Unsere Mignon

335 Wörter, 2 Minuten Lesedauer.

Bohdan Lepkyj (Богдан Сильвестрович Лепкий; * 9. November 1872 in Krywenke, Galizien, Österreich-Ungarn; † 21. Juli 1941 in Krakau)


https://de.wikipedia.org/wiki/Bohdan_Lepkyj

Unsere Mignon

Kennst du das Land, wo Blut in Strömen fließt,
Wo Grab an Grab in dichter Reihe steht,
Ein Kind, gleich einer Blume, eh' sie welkt,
Erfroren und krank zugrundegeht –
Kennst du dies Land?
Dahin! Dahin
Möcht ich mit dir, oh mein Geliebter, ziehn!

Kennst du das Haus? Schon lange brennt darin
Kein Ofen mehr, verfallen ist das Dach.
Und niemand weint dort mehr, und niemand lacht –
Verwaist und traurig schimmert das Gemach.
Kennst du dies Haus?
Dahin! Dahin
Möcht ich mit dir, oh mein Geliebter, ziehn!

Kennst du die Kirche? Zersplittert die Ikonen,
Besudelt und geschändet der Altar.
Die Glocke schweigt, sie haben sie mitgenommen,
Nachdem das Kreuz vom Turm gestoßen war.
Kennst du die Kirche?
Dahin! Dahin
Möcht ich mit dir, oh mein Geliebter, ziehn!

Kennst du die Schule? Verwaiste kleine Kinder
Irren fremd umher in Angst und Not.
Der Feind ist nun der Herr der Schule,
Die Lehrerin – gefoltert, tot.
Kennst du die Schule?
Dahin! Dahin
Möcht ich mit dir, oh mein Geliebter, ziehn!

Kennst du das Heer? Das keine Waffen,
Und weder Brot, Gewand noch Stiefel mehr erhält.
Was macht das schon? Es schützt die Heimat,
Und Feind ist ihm – die ganze Welt.
Kennst du das Heer?
Dahin! Dahin
Möcht ich mit dir, oh mein Geliebter, ziehn!

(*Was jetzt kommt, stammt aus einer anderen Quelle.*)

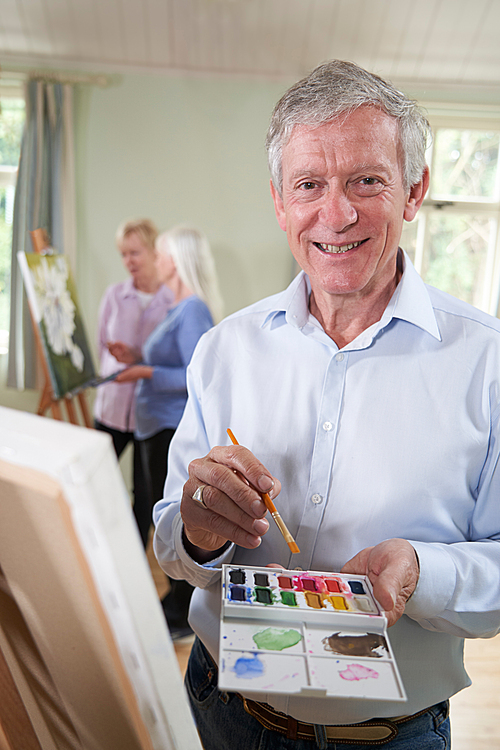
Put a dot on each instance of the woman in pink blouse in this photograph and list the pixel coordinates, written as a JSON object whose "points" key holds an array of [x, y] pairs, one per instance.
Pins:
{"points": [[129, 312]]}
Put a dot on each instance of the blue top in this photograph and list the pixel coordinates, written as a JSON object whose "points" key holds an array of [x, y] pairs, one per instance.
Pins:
{"points": [[395, 435], [160, 400]]}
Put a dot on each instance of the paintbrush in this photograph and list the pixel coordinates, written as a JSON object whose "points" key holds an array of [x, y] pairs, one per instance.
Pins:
{"points": [[272, 510]]}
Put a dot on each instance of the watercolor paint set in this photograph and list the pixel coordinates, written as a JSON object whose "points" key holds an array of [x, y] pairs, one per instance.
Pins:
{"points": [[308, 633]]}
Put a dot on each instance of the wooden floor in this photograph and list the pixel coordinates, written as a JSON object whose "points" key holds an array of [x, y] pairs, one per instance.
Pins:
{"points": [[475, 712]]}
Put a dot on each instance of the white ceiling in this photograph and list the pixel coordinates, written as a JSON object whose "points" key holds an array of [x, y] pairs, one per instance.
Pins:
{"points": [[421, 42]]}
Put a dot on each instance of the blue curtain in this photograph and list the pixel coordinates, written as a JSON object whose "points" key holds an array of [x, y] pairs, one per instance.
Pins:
{"points": [[38, 204]]}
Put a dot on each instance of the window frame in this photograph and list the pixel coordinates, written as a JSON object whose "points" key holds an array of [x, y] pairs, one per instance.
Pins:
{"points": [[463, 117]]}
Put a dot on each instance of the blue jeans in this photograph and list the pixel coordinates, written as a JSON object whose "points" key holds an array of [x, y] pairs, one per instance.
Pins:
{"points": [[224, 724]]}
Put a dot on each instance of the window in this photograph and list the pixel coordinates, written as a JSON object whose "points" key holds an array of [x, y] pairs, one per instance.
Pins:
{"points": [[11, 125], [454, 242]]}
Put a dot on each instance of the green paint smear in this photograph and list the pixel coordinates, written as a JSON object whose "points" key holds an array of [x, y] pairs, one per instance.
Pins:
{"points": [[274, 639]]}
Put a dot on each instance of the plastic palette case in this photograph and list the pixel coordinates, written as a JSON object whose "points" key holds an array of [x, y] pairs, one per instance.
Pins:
{"points": [[308, 633]]}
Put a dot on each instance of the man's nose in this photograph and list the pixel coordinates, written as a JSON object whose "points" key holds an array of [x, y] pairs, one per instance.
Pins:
{"points": [[337, 211]]}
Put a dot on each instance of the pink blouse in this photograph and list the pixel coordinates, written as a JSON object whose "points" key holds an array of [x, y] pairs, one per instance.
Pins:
{"points": [[122, 318]]}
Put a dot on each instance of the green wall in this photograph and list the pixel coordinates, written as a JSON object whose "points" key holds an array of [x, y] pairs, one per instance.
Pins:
{"points": [[175, 149], [179, 150]]}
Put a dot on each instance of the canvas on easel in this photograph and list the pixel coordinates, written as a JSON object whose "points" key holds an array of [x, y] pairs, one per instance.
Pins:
{"points": [[86, 659], [53, 300]]}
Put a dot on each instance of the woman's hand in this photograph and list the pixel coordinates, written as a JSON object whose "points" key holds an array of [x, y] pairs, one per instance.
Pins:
{"points": [[124, 353], [136, 372]]}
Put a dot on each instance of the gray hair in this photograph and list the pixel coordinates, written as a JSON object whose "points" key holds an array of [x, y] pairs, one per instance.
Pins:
{"points": [[338, 88], [193, 259]]}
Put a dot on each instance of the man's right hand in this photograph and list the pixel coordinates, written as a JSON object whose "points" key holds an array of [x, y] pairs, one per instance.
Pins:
{"points": [[234, 481]]}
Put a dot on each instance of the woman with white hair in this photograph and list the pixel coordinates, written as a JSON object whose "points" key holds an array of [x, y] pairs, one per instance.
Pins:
{"points": [[185, 265]]}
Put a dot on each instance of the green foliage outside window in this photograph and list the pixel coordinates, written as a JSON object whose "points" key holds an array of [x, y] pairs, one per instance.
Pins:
{"points": [[11, 126]]}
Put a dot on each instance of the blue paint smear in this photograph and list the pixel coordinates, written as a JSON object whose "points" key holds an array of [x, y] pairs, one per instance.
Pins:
{"points": [[248, 668]]}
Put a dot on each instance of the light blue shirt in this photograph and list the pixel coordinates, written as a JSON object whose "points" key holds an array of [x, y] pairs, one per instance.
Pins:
{"points": [[160, 400], [395, 435]]}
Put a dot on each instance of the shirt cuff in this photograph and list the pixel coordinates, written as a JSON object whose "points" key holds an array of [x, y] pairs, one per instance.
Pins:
{"points": [[202, 575], [436, 583]]}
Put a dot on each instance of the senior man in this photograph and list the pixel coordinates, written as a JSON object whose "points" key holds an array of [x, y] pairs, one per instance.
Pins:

Aus dem Ukrainischen von Stefan Simonek, aus: Europa erlesen. Galizien. Hrsg. Stefan Simonek und Alois Woldan. Klagenfurt/Celovec, 1998, S. 55f

Bohdan Sylwestrowytsch Lepkyj (ukrainisch Богдан Сильвестрович Лепкий; * 9. November 1872 in Krywenke, Galizien, Österreich-Ungarn; † 21. Juli 1941 in Krakau) war ein ukrainischer Schriftsteller, Literaturwissenschaftler und Künstler.
Lepkyj kam im Dorf Krywenke (heute im Rajon Tschortkiw der ukrainischen Oblast Ternopil) zur Welt. Er studierte an den Universitäten von Lemberg, Wien und Krakau und lehrte im Anschluss zwischen 1895 und 1899 an einem Gymnasium in Bereschany und darauf folgend ab 1899 an der Universität in Krakau. Während des Ersten Weltkrieges lehrte er an der Wiener Universität, in den Jahren 1921 bis 1926 lebte er in Berlin und anschließend lehrte er erneut bis 1939, von 1932 an als Professor für ukrainische Literatur, an der Krakauer Universität. 1938/39 war er Mitglied des polnischen Senats.